Time always has a way of levelling things. In 1984,while climbing onto a helicopter during a combat mission in Jalapa, in the northern part of our country,I was shot in the left knee, the small 22 caliber bullet entering from behind. I was not aware of the entry of this projectile. My best friend was on the helicopter too as a translator, so he took off an old bandanna and wrapped it around my wounded knee as a tourniquet while we could land back in Managua and get me to the military hospital. Once there, a Cuban medic saw to my wound. I was bandaged and put under observation. It wasn`t until I was allowed to go out to the emergency reception room on a wheelchair that my blood-stained, sleepless and shaking best friend was finally sent home to bathe, change and sleep. Three days later, with a small bandage, I went back to work
I was ready to leave at 7 pm, already worn and with red eyes from so much translating, that the boss came to my desk. He told me I never slept naps, so he would never be able to catch me unaware. He asked me to take off the wound`s dressing because he wanted to see. I couldn`t stop laughing.
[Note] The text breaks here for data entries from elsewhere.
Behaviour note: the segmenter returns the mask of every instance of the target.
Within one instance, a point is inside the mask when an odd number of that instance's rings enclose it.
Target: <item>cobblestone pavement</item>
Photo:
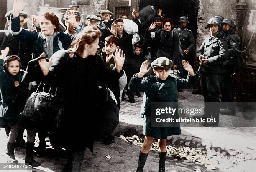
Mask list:
[[[179,102],[189,102],[195,100],[201,102],[203,101],[201,95],[192,95],[189,90],[179,92],[178,95]],[[125,132],[127,131],[128,135],[135,133],[141,135],[141,125],[143,121],[139,117],[142,96],[135,96],[135,100],[136,103],[134,104],[130,103],[127,99],[121,102],[120,119],[120,121],[125,123],[120,122],[120,125],[117,128],[119,131],[115,131],[116,134],[117,132],[119,135],[124,132],[121,125],[124,125],[123,128],[125,128]],[[220,121],[225,121],[228,120],[230,117],[220,115]],[[128,124],[135,125],[133,125],[135,126],[135,129],[132,130],[133,128]],[[182,134],[180,135],[169,137],[168,144],[174,146],[188,146],[207,151],[210,161],[216,169],[207,169],[201,164],[192,163],[187,160],[174,158],[168,156],[166,162],[166,172],[255,171],[256,131],[255,127],[182,127]],[[26,140],[26,137],[24,139]],[[38,145],[39,141],[38,138],[36,139],[36,145]],[[33,169],[34,171],[60,171],[67,162],[65,155],[56,155],[49,140],[47,141],[45,155],[40,157],[34,156],[35,159],[41,164],[41,167]],[[6,162],[7,142],[4,129],[1,128],[0,163]],[[139,147],[130,145],[116,137],[115,142],[109,145],[100,142],[95,142],[93,154],[87,150],[82,171],[134,172],[138,164],[140,149]],[[19,163],[24,163],[25,152],[24,148],[15,151],[15,155]],[[107,158],[107,155],[111,158]],[[158,171],[158,161],[157,152],[151,151],[144,171]],[[0,172],[30,171],[32,169],[29,167],[27,170],[0,170]]]

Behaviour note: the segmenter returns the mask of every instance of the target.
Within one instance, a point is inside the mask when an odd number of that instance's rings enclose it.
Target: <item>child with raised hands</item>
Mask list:
[[[0,56],[0,90],[2,102],[0,107],[0,125],[10,127],[7,143],[7,163],[18,163],[14,156],[14,142],[19,130],[22,127],[20,123],[19,114],[23,107],[18,103],[18,93],[23,72],[20,70],[20,60],[16,55],[6,57],[9,48],[1,51]],[[33,157],[35,131],[27,128],[28,134],[25,163],[32,167],[40,163]],[[33,146],[32,146],[33,145]]]
[[[144,61],[139,72],[134,74],[129,84],[131,91],[145,92],[147,97],[144,107],[143,134],[145,140],[140,151],[137,172],[143,172],[145,163],[150,150],[153,137],[158,139],[159,157],[159,172],[164,172],[165,160],[167,155],[167,136],[181,134],[180,127],[152,127],[151,125],[151,102],[177,102],[177,90],[190,88],[194,86],[199,77],[195,73],[191,65],[183,60],[182,63],[187,71],[187,79],[174,78],[170,76],[170,70],[173,65],[172,60],[166,57],[159,57],[154,60],[151,65],[155,76],[143,76],[150,70],[148,68],[149,62]]]

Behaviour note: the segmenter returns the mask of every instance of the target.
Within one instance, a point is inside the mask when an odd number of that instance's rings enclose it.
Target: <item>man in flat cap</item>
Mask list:
[[[0,55],[1,50],[5,49],[6,47],[9,47],[9,51],[7,55],[15,55],[19,56],[21,60],[21,69],[26,70],[29,60],[32,59],[31,53],[33,45],[23,43],[17,40],[14,37],[12,36],[10,33],[10,16],[13,13],[13,10],[7,12],[5,14],[6,22],[8,25],[8,28],[6,30],[0,30]],[[20,13],[20,26],[24,27],[24,20],[28,17],[28,14],[23,11]],[[10,128],[5,127],[6,135],[8,137],[10,131]],[[24,130],[19,131],[18,137],[15,141],[17,146],[25,147],[25,142],[23,139]]]
[[[148,62],[145,61],[141,65],[139,73],[134,74],[131,80],[129,89],[134,92],[144,92],[147,97],[144,111],[144,142],[140,151],[137,172],[143,171],[153,137],[158,139],[159,159],[158,171],[164,172],[167,155],[167,137],[181,134],[180,127],[179,126],[166,127],[164,125],[161,127],[151,126],[151,119],[154,119],[156,114],[151,113],[151,102],[177,102],[177,89],[189,88],[195,85],[199,77],[198,74],[194,72],[189,63],[184,60],[182,63],[184,68],[189,73],[186,79],[171,76],[169,74],[173,65],[172,61],[167,58],[162,57],[157,58],[151,63],[156,76],[143,78],[150,70],[150,68],[148,69]],[[175,114],[174,116],[170,117],[175,118],[177,115]],[[153,123],[154,121],[152,122]]]
[[[101,20],[99,24],[99,27],[111,28],[111,24],[113,22],[113,20],[111,19],[111,15],[113,13],[108,10],[102,10],[100,12]]]
[[[108,36],[116,35],[116,25],[115,23],[112,23],[111,25],[113,26],[111,27],[111,30],[109,28],[107,28],[105,27],[100,27],[98,25],[98,22],[101,21],[100,18],[94,14],[89,15],[86,16],[86,18],[87,20],[88,26],[97,26],[101,32],[101,37],[100,38],[100,41],[99,42],[100,49],[98,50],[99,52],[101,52],[102,48],[104,47],[105,38]]]
[[[69,5],[69,7],[70,8],[70,10],[77,11],[78,8],[79,8],[79,7],[80,7],[80,6],[77,1],[72,0],[72,1],[70,2],[70,4]]]

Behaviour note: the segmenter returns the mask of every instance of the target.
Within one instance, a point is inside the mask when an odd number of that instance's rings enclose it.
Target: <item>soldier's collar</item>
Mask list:
[[[185,27],[185,29],[182,29],[182,28],[181,28],[180,27],[180,26],[179,26],[179,28],[178,29],[178,30],[186,30],[187,29],[187,27]]]

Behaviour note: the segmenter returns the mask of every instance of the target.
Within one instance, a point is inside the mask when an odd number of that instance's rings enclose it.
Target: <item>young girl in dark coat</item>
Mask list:
[[[14,141],[19,130],[21,127],[19,123],[19,113],[22,110],[18,101],[17,95],[23,74],[20,71],[20,60],[16,55],[6,57],[9,48],[1,51],[0,56],[0,90],[2,103],[0,111],[0,125],[10,127],[7,143],[7,162],[17,163],[14,157]],[[33,167],[40,165],[33,158],[33,148],[36,132],[27,129],[28,141],[26,144],[25,162]]]
[[[129,84],[129,89],[133,92],[143,92],[147,97],[145,105],[143,134],[145,140],[140,152],[137,172],[143,172],[145,162],[151,147],[153,137],[158,139],[159,166],[159,172],[164,172],[167,155],[166,142],[168,136],[181,134],[180,127],[152,127],[151,126],[151,102],[177,102],[177,89],[191,88],[195,85],[198,74],[194,72],[190,65],[183,60],[183,68],[189,72],[187,79],[174,78],[169,75],[172,61],[166,57],[156,59],[151,63],[156,76],[143,76],[149,70],[148,62],[144,62],[140,72],[135,74]]]

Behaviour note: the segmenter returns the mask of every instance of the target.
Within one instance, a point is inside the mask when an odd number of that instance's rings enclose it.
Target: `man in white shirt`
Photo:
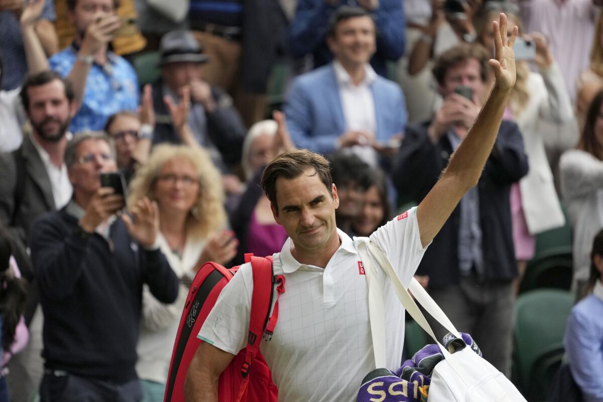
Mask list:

He softly took off the bandage, lifted me long Indian skirt(I hadn`t worn pants yet again) and after he had inspected the wound, put the bandage back on with butterfly wings on his hands almost. He was satisfied I was healing well. .He told me that he had died a little when he had been told I had been shot.
Then added,”Try to never get hit again. Every time something happens to you, it will hurt more on me than on your own flesh.” He accompanied me to the gate, lending his arm for I was still limping a bit, and saw me get into my mom`s cream Renault, this time driven by our faithful driver-messenger and gardener Alberto.
Suffering, specially physical pain, has a way of bonding people as we may never suspect. The wound behind my knee was sealed with time, and is now invisible. I wear my miniskirts without any problem. But I still don`t like anyone to touch my knee. It is a sudden electrical response. The bullet would be followed by shrapnels in 1986,along my spine. A broken spine would be due for 1985,and my wrists would both have to be reconstructed in 1986 after a freak truck crash. In 2003 I landed in a wheel chair and stayed there for several months before I could walk again. It wasn`t until then that I realized how much respect we should give disabled people, dearest of readers. You really do have to walk a mile in someone else`s shoes in order to know what they really feel.